The underlying cause of Homer's Trojan War is told in the Cypria, of which only fragments remain. The burden of too many human beings disturbed the earth and Zeus conceived of the Trojan War to lower the population and relieve the earth. He did this by allowing Eris (Strife) to attend the wedding banquet of Peleus and Thetis, where Eris stirred up conflict between the goddesses Hera, Athena and Aphrodite over who was the most beautiful.

The three goddesses asked Paris, a rather foolish, lady-loving son of King Priam of Troy, to judge which of them was the most beautiful. Each goddess offered her own special bribe. Paris chose Aphrodite's bribe, possession of Helen, the most beautiful woman in the world. Helen happened to be married to King Menelaus, one of the regional Greek kings, so Paris set off to Greece with a war party, seized her (perhaps with her cooperation), and brought her back to Troy, where they were married.

Menelaus then went to his brother Agamemnon, the High King of the Greeks, and asked for help retrieving his wife from Troy. Agamemnon assembled warriors and ships from all over Greece Divinely controlled unfavorable winds prevented the Greek fleet from sailing for Troy until Agamemnon sacrificed his daughter Iphigenia. The Greek army then besieged Troy for ten years.

During the ninth year of the siege, Achilles, the best of the Greek warriors, and Agamemnon quarreled bitterly over who got to keep Achilles' woman war-prize, Briseis. Feeling shamefully dishonored, Achilles withdrew his men, the Myrmidons, from the fighting, resulting in the deaths of many Greeks, including Achilles' dearest friend, Patroclus. Achilles and Agamemnon finally reconciled and Achilles reentered the battle, killing Hector, the greatest Trojan warrior, although Achilles knew that he himself would die shortly after Hector's death. The story of Achilles' wrath is told in Homer's Iliad.

In the tenth year of the siege, the Trojans were deceived by the hollow Trojan Horse (its wooden belly full of soldiers) into letting Greeks inside their walls, and Troy fell. The city was burned, many Trojans slaughtered, and the women and children taken away as slaves.

The victorious Greeks began returning home, some quickly, some less so. Helen returned to Greece and resumed her marriage with Menelaus. We meet them living comfortably together when Odysseus' son Telemachus visits their palace in the Odyssey. Agamemnon returned to his wife, Clytemnestra, who conspired with her lover, Aegisthus, to trap Agamemnon in a net and kill him. Odysseus was the last Greek warrior to return home from Troy.

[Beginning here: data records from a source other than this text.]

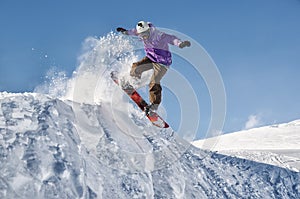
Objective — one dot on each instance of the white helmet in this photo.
(142, 26)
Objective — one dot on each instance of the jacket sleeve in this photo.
(171, 39)
(132, 32)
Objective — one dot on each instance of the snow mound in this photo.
(277, 144)
(51, 148)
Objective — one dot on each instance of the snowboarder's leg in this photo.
(139, 67)
(154, 86)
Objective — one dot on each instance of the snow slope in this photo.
(85, 140)
(276, 144)
(55, 149)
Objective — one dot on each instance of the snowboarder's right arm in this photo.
(127, 32)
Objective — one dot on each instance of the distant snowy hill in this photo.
(61, 149)
(277, 144)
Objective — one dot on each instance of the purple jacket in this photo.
(156, 46)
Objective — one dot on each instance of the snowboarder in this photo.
(158, 57)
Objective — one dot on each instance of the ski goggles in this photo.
(145, 35)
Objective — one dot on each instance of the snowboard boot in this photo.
(151, 107)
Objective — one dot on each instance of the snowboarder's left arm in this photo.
(127, 32)
(171, 39)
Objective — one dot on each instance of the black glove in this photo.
(122, 30)
(185, 44)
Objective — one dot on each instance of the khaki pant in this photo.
(159, 71)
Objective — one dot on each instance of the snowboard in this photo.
(140, 102)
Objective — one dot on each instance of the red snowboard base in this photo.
(140, 102)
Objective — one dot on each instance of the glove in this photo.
(122, 30)
(185, 44)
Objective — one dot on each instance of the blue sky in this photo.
(254, 43)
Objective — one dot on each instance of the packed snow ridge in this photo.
(51, 148)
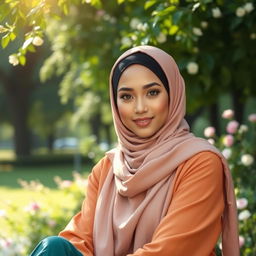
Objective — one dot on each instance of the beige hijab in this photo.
(140, 180)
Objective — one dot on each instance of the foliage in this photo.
(37, 219)
(238, 146)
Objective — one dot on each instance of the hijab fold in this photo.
(140, 180)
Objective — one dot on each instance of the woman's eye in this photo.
(125, 97)
(153, 92)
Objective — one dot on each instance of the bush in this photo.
(238, 145)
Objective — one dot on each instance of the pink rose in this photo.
(252, 118)
(32, 207)
(228, 140)
(241, 241)
(232, 127)
(209, 131)
(66, 184)
(211, 141)
(228, 114)
(241, 203)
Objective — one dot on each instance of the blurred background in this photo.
(55, 118)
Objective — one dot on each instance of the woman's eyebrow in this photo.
(146, 86)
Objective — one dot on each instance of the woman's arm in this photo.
(79, 231)
(193, 222)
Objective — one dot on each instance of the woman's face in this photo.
(142, 101)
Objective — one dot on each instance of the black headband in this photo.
(142, 59)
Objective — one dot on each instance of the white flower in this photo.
(241, 203)
(37, 41)
(209, 131)
(227, 152)
(192, 68)
(204, 24)
(248, 7)
(13, 59)
(253, 36)
(197, 31)
(247, 159)
(241, 241)
(244, 215)
(2, 213)
(240, 12)
(126, 41)
(2, 29)
(134, 23)
(161, 38)
(211, 141)
(228, 114)
(216, 12)
(242, 129)
(142, 26)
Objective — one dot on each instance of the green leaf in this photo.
(173, 30)
(27, 42)
(5, 40)
(31, 48)
(12, 36)
(22, 60)
(65, 9)
(149, 3)
(177, 16)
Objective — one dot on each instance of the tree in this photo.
(196, 33)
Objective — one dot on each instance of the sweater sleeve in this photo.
(79, 230)
(193, 222)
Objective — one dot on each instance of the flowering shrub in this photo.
(238, 145)
(38, 220)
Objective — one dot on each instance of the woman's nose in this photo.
(140, 106)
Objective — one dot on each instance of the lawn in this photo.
(13, 194)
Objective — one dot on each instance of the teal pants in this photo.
(54, 246)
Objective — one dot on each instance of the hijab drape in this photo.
(140, 181)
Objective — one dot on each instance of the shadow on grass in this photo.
(9, 175)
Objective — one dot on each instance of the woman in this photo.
(161, 191)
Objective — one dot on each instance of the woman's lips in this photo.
(143, 122)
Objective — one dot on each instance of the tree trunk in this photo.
(50, 140)
(191, 118)
(18, 85)
(238, 105)
(214, 117)
(18, 104)
(95, 122)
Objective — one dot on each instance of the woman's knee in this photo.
(54, 242)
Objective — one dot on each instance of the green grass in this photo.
(13, 194)
(10, 175)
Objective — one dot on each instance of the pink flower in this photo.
(66, 184)
(33, 207)
(228, 114)
(241, 241)
(52, 223)
(209, 131)
(252, 118)
(232, 127)
(241, 203)
(211, 141)
(228, 140)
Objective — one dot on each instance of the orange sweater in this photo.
(193, 222)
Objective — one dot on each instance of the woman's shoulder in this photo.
(205, 163)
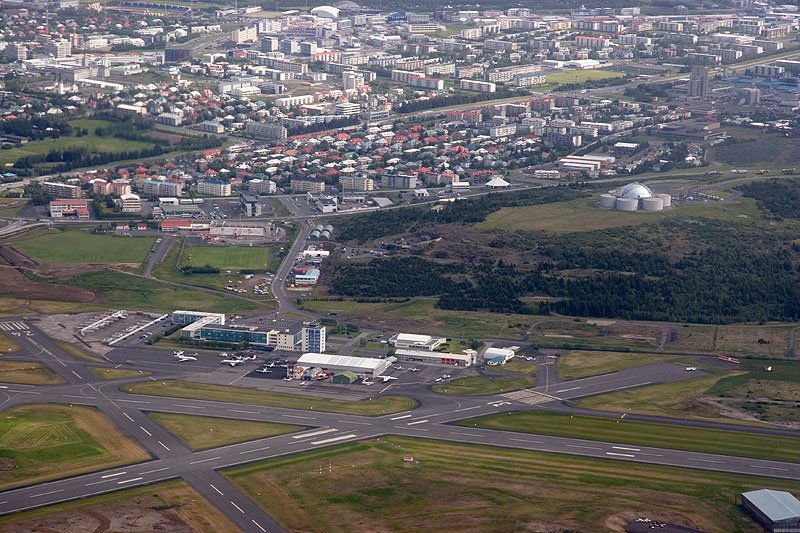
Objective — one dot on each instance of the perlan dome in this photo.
(635, 190)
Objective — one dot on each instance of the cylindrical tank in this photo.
(652, 204)
(607, 200)
(627, 204)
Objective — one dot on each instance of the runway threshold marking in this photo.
(203, 460)
(123, 482)
(334, 439)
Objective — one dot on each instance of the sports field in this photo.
(204, 432)
(40, 442)
(75, 246)
(226, 257)
(222, 393)
(367, 486)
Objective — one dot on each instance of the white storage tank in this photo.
(607, 200)
(627, 204)
(652, 204)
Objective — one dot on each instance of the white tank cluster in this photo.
(635, 197)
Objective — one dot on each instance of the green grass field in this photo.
(90, 142)
(27, 373)
(580, 364)
(201, 391)
(124, 291)
(226, 257)
(204, 432)
(366, 486)
(477, 385)
(40, 442)
(75, 246)
(643, 434)
(583, 215)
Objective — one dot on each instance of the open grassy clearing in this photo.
(109, 374)
(7, 345)
(169, 506)
(643, 434)
(421, 314)
(226, 257)
(27, 373)
(583, 215)
(70, 246)
(477, 385)
(91, 142)
(9, 207)
(367, 486)
(579, 364)
(204, 432)
(40, 442)
(201, 391)
(123, 291)
(738, 339)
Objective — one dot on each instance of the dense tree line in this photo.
(468, 211)
(696, 270)
(779, 196)
(458, 99)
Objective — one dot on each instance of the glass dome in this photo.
(635, 190)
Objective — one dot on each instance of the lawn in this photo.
(125, 291)
(9, 207)
(580, 364)
(477, 385)
(109, 374)
(201, 391)
(583, 215)
(41, 442)
(204, 432)
(75, 246)
(644, 434)
(168, 506)
(367, 486)
(27, 373)
(91, 142)
(771, 340)
(7, 345)
(226, 257)
(421, 315)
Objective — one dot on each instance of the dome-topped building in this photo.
(634, 197)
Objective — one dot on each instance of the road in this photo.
(170, 459)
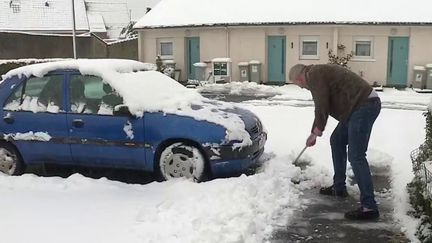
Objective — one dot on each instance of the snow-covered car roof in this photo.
(148, 91)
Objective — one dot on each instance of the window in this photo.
(165, 49)
(91, 95)
(220, 68)
(15, 5)
(38, 95)
(309, 47)
(363, 48)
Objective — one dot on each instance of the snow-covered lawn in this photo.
(243, 209)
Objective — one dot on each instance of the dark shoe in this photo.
(330, 191)
(360, 214)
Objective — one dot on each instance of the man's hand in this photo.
(311, 140)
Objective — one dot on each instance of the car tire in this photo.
(11, 162)
(182, 160)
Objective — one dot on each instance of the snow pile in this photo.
(209, 12)
(35, 136)
(248, 212)
(150, 91)
(31, 60)
(244, 209)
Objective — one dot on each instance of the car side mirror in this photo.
(122, 110)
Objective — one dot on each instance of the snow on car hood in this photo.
(150, 91)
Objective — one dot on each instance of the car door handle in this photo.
(8, 118)
(78, 123)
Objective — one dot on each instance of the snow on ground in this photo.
(294, 96)
(242, 209)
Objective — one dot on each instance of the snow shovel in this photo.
(298, 157)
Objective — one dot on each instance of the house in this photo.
(387, 37)
(42, 16)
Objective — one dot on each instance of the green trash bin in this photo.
(200, 70)
(255, 71)
(419, 77)
(244, 71)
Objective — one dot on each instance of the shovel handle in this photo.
(298, 157)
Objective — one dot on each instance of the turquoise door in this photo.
(192, 55)
(276, 59)
(397, 67)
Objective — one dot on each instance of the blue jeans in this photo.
(355, 133)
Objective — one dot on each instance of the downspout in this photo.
(335, 39)
(227, 41)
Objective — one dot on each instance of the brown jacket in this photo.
(336, 91)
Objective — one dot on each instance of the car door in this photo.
(34, 118)
(98, 137)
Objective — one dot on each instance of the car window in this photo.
(91, 95)
(38, 95)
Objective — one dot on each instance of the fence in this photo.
(423, 172)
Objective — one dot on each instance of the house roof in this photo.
(115, 14)
(190, 13)
(42, 15)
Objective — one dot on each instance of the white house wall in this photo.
(250, 43)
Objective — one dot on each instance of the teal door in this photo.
(397, 67)
(276, 59)
(192, 55)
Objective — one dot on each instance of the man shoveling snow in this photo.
(348, 98)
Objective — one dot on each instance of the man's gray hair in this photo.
(295, 71)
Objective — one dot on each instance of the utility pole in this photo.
(73, 29)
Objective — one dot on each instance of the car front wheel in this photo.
(10, 161)
(182, 160)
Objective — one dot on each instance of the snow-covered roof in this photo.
(42, 15)
(138, 8)
(115, 14)
(96, 23)
(188, 13)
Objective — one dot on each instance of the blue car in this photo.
(121, 114)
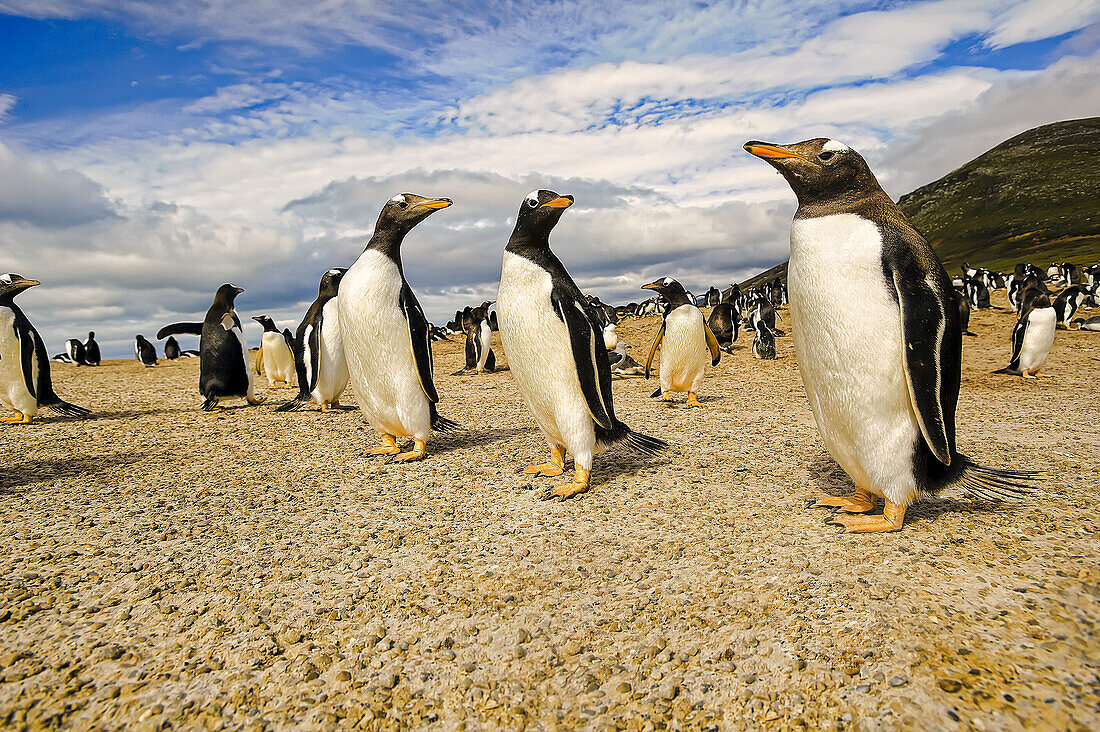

The Odyssey tells the story of his amazing voyage as well as his victory over the wicked suitors who were camped in his palace, devouring his supplies and intimidating his virtuous wife, Penelope.

There were also stories about Odysseus' later adventures in the Telegonia, a sequel to the Odyssey composed by Eugammon of Cyrene in the sixth century BC. The Odyssey ends with the implication that Odysseus' worst troubles are over; not so according to the Telegonia. Odysseus continues his infidelities and wanderings until Telegonus, his son by Circe, kills him.